On crie, on applaudit, on
hurle de joie. Certains se dirigent vers le cabaret tout proche.
Claude
préfère se diriger vers la rue du Four où
son
cousin Jean Le Fol tient débit de cidre. Il s'engage dans la
Grand-rue. Un colporteur y propose ses chansons. Claude, se joignant
aux autres passants, s'arrête pour l'écouter :
«
Enfants d'un vrai peuple de frères
Gouverné
par les mêmes lois,
Sous l'empire heureux des
lumières
Jouissez tous des mêmes droits :
Non,
la liberté n'est qu'un piège.
Par l'avare
orgueil apprêté,
Tant que le mot de
privilège
Blesse la sainte
égalité. »
(Histoire
chantée de la 1ère République. 1789-1799.
Louis
Damade, Paris, 1892. Sur l'air de la Marseillaise)
Claude
n'achète pas le feuillet du colporteur, il ne sait pas lire.

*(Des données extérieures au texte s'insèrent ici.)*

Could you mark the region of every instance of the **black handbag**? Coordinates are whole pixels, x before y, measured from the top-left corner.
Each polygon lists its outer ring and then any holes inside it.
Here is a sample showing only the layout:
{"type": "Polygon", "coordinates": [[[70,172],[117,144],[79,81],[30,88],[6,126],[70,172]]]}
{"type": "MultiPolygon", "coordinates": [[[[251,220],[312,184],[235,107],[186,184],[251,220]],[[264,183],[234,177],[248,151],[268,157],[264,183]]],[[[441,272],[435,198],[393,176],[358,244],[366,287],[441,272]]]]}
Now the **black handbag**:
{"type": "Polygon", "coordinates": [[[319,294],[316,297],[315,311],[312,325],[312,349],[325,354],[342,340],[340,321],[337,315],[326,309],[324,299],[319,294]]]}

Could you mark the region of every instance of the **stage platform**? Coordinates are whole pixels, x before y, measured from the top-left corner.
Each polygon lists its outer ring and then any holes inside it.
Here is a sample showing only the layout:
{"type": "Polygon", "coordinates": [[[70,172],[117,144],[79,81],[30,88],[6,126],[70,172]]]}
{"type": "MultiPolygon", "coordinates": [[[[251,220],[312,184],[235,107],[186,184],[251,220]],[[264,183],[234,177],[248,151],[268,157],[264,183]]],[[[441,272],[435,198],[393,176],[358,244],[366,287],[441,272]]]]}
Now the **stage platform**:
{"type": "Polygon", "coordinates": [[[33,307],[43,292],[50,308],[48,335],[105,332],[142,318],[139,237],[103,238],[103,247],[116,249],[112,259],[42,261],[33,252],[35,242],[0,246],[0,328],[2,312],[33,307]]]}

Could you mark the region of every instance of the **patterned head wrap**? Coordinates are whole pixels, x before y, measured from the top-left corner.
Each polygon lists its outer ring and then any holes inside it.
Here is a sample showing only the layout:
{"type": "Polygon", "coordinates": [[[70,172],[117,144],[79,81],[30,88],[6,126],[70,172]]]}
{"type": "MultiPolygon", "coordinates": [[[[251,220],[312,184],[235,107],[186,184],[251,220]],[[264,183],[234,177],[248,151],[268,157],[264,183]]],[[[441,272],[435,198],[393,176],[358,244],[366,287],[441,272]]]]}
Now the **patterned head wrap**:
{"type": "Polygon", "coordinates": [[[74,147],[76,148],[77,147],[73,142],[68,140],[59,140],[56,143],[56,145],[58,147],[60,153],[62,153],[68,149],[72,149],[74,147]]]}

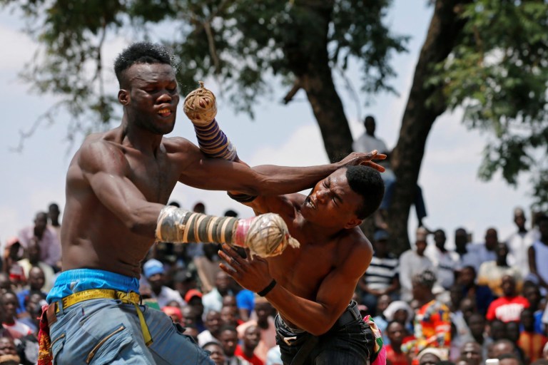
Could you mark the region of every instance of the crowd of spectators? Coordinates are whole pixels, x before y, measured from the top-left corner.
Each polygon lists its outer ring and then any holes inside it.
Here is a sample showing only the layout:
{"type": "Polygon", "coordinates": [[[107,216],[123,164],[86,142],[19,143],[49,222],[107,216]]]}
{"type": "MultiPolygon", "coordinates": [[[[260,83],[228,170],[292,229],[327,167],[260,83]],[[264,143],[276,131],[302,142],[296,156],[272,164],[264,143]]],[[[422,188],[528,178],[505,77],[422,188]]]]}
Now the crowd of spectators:
{"type": "MultiPolygon", "coordinates": [[[[193,210],[206,212],[202,203],[193,210]]],[[[61,267],[60,214],[51,204],[1,242],[0,364],[36,363],[38,319],[61,267]]],[[[522,210],[514,215],[516,232],[504,240],[492,227],[481,242],[457,229],[455,250],[444,230],[420,228],[399,257],[388,232],[375,232],[354,299],[381,329],[387,364],[548,364],[548,217],[539,214],[528,227],[522,210]]],[[[218,365],[281,364],[275,310],[220,270],[218,248],[155,244],[143,263],[143,302],[169,315],[218,365]]]]}

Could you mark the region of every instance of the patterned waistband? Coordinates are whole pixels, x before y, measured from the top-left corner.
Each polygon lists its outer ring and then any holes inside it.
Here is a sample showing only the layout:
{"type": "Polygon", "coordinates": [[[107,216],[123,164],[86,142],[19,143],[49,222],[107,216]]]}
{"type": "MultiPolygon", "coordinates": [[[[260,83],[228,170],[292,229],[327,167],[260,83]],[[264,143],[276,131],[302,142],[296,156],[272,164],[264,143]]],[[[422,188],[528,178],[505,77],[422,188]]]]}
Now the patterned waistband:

Mais au retour de la foire, des bribes lui reviennent sans cesse
à l'esprit : un vrai peuple de frères...
Jouissez tous des mêmes droits... sainte
égalité. Il fredonne malgré lui
cet air guerrier qu'il a mémorisé et qui
entraîne sa marche.
Le
19 avril 1790, la municipalité du Foeil fait établir
la
liste des citoyens. Claude Fol y figure comme citoyen actif mais non
éligible. (A.D. Côtes-d'Armor, 1L394) Ces citoyens
actifs
sont ceux qui payent plus de trois jours de travail d'impôt.
Il
n'y en a que quatre millions en France (sur vingt-six millions
d'habitants) ; c'est à eux que la constitution
adoptée le 3 septembre 1791 réservera le droit de
vote.
La
période est bien troublée : le 20 nivose an III (9
janvier 1795), les Chouans investissent Boquého,
pénètrent chez François Fol, le notaire, et
y
commettent quelques larcins. La même année, ils
dévastent le bourg de Cohiniac. Le 8 prairial (27 mai 1795),
Jean Le Roy, un laboureur de Boquého âgé de
21 ans,
est écroué à la prison de Saint-Brieuc pour
avoir
porté la cocarde blanche symbole de la royauté. (A.D.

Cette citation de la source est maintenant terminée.